La dinamica dell'aggressione letale, il supertestimone (forse) e gli interrogatori dei parenti a flusso continuo. Le indagini sull'assassinio di Sharon Verzeni, la 33enne uccisa con quattro coltellate la notte tra il 29 e il 30 luglio, arrancano ma non si fermano. Anzi. Dopo il compagno Sergio Ruocco, i fratelli della ragazza e il padre Bruno, ieri è toccato alla madre Maria Rosa («metterei una sul fuoco per Sergio», ha detto), e agli zii: gli interrogatori dei carabinieri proseguono soprattutto all'interno della cerchia familiare della barista bergamasca. Ma gli investigatori stanno puntando la lente d'ingrandimento anche su altri profili: c'è ad esempio Antonio Laveneziana, 76enne residente proprio in via Castegnate a Terno d'Isola. Il suo balcone affaccia sulla strada dove Sharon è stata colpita a morte. Centocinquanta metri, non di più. Alle 00.50 del 30 luglio l'uomo era fuori, sul terrazzino, affacciato proprio in direzione del killer. Sentito due volte in caserma, il 76enne ha prima dichiarato di dormire e poi, di fronte a un filmato che lo ritraeva affacciato ha aggiustato il tiro senza però fornire indicazioni utili: «Ero sul balcone a fumare, ma non ho visto nessuno». Eppure le due telecamere del bar hanno ripreso una persona allontanarsi dal luogo del delitto in bicicletta in contromano negli stessi istanti in cui la ragazza chiedeva disperatamente aiuto. «Può darsi che non ci abbia fatto caso a una persona in bicicletta, qui passa tanta gente», ha detto al Corriere Laveneziana. L'uomo non vedrebbe bene e avrebbe anche problemi di udito, ma sulla genuinità delle sue parole resta qualche dubbio.

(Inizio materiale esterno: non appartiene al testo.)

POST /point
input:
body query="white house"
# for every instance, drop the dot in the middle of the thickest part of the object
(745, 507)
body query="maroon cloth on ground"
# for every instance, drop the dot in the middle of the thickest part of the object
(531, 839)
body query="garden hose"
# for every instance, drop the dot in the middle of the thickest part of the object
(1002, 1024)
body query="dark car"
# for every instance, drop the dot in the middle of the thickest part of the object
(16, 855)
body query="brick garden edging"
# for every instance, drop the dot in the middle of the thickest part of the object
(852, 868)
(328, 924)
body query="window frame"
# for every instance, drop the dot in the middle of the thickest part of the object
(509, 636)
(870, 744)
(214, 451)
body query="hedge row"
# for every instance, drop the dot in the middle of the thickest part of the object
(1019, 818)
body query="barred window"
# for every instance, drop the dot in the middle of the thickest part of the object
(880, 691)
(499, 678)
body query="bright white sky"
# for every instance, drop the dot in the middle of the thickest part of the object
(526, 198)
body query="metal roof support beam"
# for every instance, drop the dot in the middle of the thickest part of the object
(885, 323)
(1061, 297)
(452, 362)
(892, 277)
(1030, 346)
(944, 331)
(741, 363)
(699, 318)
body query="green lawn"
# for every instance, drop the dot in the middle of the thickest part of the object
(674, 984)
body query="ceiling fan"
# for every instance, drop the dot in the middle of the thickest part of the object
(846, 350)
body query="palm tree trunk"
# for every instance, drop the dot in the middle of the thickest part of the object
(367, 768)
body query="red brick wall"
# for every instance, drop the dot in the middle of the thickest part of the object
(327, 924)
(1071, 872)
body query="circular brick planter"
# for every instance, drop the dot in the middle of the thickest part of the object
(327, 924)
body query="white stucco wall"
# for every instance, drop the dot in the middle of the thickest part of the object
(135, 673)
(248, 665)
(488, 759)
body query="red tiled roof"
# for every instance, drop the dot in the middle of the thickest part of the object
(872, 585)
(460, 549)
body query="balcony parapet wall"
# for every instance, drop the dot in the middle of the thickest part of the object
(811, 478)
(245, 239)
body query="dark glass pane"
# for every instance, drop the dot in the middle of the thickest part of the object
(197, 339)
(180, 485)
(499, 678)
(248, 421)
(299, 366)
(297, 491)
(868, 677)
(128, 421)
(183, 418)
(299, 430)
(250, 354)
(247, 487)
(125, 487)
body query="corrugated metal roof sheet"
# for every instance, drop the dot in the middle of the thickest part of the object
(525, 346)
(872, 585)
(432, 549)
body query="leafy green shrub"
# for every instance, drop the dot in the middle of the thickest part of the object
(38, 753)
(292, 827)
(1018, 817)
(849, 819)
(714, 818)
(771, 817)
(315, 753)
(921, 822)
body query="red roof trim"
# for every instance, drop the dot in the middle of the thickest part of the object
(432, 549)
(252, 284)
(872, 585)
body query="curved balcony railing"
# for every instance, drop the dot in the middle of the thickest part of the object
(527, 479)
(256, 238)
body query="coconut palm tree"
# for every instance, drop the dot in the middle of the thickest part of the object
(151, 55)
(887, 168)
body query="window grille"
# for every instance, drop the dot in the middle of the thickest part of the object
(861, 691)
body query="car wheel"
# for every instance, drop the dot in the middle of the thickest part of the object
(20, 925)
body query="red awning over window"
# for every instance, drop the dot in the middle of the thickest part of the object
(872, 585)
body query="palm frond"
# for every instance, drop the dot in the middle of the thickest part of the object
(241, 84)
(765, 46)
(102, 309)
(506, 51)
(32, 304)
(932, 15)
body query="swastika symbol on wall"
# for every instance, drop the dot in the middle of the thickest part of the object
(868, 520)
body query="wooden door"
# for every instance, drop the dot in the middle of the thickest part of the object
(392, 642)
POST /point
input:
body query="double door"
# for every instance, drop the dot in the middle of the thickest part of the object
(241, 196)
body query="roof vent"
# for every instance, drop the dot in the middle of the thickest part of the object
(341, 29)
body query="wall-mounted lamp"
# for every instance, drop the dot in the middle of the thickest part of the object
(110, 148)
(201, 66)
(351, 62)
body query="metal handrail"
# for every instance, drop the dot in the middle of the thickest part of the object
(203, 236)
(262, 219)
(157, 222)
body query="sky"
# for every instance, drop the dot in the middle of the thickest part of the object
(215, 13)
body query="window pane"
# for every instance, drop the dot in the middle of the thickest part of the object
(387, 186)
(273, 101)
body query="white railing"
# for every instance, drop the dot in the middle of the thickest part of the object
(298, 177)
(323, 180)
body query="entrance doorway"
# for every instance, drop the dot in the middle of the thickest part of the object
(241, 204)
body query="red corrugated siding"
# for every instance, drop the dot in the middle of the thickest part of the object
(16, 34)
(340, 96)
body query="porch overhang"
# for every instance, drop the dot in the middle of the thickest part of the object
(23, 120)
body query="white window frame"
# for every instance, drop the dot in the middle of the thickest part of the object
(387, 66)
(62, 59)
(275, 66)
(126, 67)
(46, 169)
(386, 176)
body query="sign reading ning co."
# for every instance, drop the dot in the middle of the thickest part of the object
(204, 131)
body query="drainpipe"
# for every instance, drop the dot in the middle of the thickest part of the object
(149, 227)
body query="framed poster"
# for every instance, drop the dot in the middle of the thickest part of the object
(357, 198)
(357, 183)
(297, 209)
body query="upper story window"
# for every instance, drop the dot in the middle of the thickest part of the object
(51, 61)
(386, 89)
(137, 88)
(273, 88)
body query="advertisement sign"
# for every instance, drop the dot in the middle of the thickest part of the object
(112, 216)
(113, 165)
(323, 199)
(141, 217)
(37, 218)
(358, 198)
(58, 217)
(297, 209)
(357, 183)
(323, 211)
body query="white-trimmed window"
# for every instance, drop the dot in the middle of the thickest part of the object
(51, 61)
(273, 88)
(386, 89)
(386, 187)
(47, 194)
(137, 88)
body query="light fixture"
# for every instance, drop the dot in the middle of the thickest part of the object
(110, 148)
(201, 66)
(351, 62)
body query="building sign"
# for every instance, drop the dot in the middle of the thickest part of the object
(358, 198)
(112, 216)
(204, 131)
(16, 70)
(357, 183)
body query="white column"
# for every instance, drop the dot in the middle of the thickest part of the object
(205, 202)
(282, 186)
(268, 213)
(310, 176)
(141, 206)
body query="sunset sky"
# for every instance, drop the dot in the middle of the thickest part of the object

Intanto i primi esiti dell'autopsia sul cadavere di Sharon non hanno fornito molti elementi di novità: di certo l'assassino ha usato un coltello da cucina ed ha agito in modo fulmineo, senza esitazioni, quindi con premeditazione e strategia. Ma non è possibile stabilire se le ferite siano state inferte da un killer professionista o da uno improvvisato, così come risulta impossibile ricostruire se fosse destro o mancino, alto o basso. Perlopiù, il timore è che proprio quell'aggressione «pulita», perpetrata in modo fulmineo, non abbia lasciato tracce sugli abiti. Si cerca una macchia di sudore o una macchia di sangue, ma gli esperti del Ris potrebbero non trovare nulla.
E ieri, a sorpresa, proprio dove l'ex estetista si è accasciata in una pozza di sangue, è spuntata una lettera anonima, scritta a mano con la penna blu.
«Caino è chiunque non parli, è chiunque non dica la verità - è il j'accuse che si legge a nome di una comunità trafitta dal dolore -. Caino è chi sa ma rimane nel silenzio, nell'ombra e fa finta di niente. Non siate complici di questa brutalità».